Keeping pace with movement analysis
Article first published online: 4 AUG 2006
Journal of Animal Ecology
Volume 75, Issue 5, page 1045, September 2006
How to Cite
Hays, G. (2006), Keeping pace with movement analysis. Journal of Animal Ecology, 75: 1045. doi: 10.1111/j.1365-2656.2006.01147.x
- Issue published online: 4 AUG 2006
- Article first published online: 4 AUG 2006
I.D. Jonsen, R. A. Myers & M. C. James (2006) Robust hierarchical state–space models reveal diel variation in travel rates of migrating leatherback turtles. Journal of Animal Ecology, 75, 1046–1057.
Over the last 10 years there has been an explosion of studies where animals have been tracked over a range of spatial and temporal scales. In some cases animals have been followed for over 1 year while they have moved across 1000s of km while, on the other hand, localised movements of small insects are now being resolved over scales of a few metres. While new technology has provided the tools for this wide range of studies, analytical methods for processing the resulting tracking data-sets are still being developed. A central problem to all tracking techniques is that animal locations have an error associated with them and this error may make it difficult to tease apart details of the animal's behaviour. A case in point is satellite tracking using the Argos system where location errors can range from a few hundred metres to many tens of km.
In this paper, Jonsen et al. use Argos data to investigate the speed of travel for leatherback turtles, including diel patterns, as they travel the length of the North Atlantic.
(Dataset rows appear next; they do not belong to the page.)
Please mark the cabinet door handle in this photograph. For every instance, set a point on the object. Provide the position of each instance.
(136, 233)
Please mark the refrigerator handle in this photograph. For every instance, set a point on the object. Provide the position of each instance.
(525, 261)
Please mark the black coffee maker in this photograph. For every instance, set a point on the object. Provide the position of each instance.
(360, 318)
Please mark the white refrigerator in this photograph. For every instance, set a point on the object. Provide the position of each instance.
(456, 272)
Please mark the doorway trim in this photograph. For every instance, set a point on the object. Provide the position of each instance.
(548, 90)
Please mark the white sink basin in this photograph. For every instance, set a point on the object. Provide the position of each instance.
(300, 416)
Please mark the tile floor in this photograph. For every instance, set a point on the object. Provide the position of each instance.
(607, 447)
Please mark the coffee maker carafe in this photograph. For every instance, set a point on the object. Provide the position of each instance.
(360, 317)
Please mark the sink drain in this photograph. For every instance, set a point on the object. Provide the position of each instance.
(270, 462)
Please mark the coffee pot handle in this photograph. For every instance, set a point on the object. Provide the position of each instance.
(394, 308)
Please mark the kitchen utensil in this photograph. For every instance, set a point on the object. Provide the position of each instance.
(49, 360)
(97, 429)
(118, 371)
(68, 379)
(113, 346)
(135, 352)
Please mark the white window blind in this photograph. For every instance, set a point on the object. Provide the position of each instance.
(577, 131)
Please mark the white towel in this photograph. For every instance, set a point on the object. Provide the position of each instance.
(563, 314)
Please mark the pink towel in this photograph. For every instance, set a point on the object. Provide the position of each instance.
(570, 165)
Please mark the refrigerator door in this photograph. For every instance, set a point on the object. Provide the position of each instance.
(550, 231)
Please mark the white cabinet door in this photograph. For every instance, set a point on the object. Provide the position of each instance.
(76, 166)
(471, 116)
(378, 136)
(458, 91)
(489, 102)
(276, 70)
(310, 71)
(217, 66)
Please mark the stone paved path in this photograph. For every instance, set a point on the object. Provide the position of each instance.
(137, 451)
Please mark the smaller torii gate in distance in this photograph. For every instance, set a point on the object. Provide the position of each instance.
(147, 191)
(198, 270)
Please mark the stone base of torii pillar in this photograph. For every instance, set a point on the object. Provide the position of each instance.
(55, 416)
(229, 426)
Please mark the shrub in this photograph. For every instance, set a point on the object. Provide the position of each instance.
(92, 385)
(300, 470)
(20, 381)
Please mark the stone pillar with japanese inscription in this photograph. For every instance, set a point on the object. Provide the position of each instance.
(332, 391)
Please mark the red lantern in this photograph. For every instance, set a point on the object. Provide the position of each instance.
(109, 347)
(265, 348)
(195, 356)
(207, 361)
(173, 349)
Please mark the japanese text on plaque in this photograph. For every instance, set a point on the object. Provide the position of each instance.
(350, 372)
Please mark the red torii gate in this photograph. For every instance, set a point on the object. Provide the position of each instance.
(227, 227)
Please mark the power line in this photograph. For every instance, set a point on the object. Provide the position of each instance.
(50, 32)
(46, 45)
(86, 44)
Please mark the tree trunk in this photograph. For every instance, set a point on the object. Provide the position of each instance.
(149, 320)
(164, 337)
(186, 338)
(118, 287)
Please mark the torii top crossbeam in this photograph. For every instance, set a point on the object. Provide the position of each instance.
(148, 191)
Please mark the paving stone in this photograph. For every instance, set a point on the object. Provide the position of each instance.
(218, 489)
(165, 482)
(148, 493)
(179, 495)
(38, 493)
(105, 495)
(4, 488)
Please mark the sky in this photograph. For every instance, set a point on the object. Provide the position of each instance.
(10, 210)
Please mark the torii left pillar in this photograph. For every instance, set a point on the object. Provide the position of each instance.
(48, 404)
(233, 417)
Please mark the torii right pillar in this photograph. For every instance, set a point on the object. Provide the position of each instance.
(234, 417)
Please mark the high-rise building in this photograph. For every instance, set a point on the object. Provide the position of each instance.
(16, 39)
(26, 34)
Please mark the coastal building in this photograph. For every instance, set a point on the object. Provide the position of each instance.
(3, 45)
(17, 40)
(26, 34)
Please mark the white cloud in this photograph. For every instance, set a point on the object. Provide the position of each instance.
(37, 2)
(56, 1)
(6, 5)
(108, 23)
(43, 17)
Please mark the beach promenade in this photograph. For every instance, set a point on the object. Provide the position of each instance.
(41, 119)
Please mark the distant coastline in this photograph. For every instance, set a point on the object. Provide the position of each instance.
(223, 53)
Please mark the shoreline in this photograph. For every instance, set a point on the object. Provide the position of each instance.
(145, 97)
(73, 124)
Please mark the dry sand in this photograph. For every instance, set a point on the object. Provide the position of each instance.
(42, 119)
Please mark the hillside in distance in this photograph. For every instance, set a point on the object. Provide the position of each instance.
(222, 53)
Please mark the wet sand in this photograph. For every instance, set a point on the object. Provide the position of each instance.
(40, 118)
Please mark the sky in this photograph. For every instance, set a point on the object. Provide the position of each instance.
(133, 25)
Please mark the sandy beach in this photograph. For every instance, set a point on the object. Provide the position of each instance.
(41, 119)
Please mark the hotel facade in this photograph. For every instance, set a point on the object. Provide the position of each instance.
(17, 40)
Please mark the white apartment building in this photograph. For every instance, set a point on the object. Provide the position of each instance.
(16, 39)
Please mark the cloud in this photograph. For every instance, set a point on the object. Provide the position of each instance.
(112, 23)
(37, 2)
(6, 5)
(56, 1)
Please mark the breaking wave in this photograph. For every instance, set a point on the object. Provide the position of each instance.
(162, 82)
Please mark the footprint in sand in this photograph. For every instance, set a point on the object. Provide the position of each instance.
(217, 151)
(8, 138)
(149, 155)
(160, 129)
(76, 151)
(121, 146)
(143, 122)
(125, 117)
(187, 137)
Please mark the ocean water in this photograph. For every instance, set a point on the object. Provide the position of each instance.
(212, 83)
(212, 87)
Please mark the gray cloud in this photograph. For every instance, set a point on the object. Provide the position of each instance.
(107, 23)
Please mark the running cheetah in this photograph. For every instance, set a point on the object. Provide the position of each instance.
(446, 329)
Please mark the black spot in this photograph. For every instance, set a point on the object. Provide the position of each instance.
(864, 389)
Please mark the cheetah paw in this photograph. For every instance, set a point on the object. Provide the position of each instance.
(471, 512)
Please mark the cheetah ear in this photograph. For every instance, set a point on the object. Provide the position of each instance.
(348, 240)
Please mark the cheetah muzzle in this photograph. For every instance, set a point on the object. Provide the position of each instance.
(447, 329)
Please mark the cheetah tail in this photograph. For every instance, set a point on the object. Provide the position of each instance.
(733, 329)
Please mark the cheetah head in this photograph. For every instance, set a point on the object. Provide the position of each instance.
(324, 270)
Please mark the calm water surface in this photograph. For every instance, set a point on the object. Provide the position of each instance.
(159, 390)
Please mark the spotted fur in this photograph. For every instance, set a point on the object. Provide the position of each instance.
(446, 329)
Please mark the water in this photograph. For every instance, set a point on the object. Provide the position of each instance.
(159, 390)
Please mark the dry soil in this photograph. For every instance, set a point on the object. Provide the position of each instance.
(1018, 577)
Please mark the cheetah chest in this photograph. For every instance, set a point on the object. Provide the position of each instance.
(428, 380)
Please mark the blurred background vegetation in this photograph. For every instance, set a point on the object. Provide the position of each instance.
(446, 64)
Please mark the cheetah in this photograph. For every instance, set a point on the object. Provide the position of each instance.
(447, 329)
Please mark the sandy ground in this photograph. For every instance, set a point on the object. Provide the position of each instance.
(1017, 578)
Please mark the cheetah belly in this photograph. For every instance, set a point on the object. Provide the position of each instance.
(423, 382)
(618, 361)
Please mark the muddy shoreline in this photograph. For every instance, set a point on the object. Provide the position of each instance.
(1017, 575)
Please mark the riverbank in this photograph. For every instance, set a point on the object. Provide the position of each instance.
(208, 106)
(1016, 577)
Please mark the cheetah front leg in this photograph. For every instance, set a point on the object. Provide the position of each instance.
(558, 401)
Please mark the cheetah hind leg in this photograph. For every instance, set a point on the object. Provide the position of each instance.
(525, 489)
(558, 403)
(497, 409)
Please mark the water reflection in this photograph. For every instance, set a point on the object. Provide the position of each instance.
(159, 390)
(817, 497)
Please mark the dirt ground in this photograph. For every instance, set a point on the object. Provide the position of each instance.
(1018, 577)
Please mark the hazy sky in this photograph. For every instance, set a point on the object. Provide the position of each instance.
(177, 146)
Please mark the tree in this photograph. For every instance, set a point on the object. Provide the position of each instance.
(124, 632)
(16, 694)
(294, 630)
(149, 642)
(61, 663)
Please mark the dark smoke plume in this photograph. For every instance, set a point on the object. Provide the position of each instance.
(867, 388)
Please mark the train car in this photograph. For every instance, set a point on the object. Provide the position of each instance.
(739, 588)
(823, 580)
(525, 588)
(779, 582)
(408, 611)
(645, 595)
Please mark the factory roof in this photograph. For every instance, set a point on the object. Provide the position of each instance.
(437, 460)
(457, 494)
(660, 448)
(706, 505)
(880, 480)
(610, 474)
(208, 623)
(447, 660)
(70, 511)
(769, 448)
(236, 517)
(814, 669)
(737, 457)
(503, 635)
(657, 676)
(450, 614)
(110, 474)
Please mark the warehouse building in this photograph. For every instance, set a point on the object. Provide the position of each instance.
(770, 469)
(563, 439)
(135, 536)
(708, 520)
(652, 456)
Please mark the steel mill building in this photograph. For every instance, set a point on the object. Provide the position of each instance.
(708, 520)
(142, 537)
This seems like a trivial task, but a problem emerges because the distance moved in a single night (up to about 30 km) is small compared to the inaccuracy of locations. By employing state–space models, Jonsen et al. are able to extract a clear biological signal from this noisy data-set and show how turtles slow down at night on their long journeys, possibly to feed on migrating zooplankton that come towards the surface at that time of day. The study forms an important step in the ongoing development of analytical approaches that will help ecologists get the most from their hard-earned tracking data-sets. Over the next few years ecologists can hope to have an increasingly sophisticated and useful ‘analytical toolbox’ at their disposal.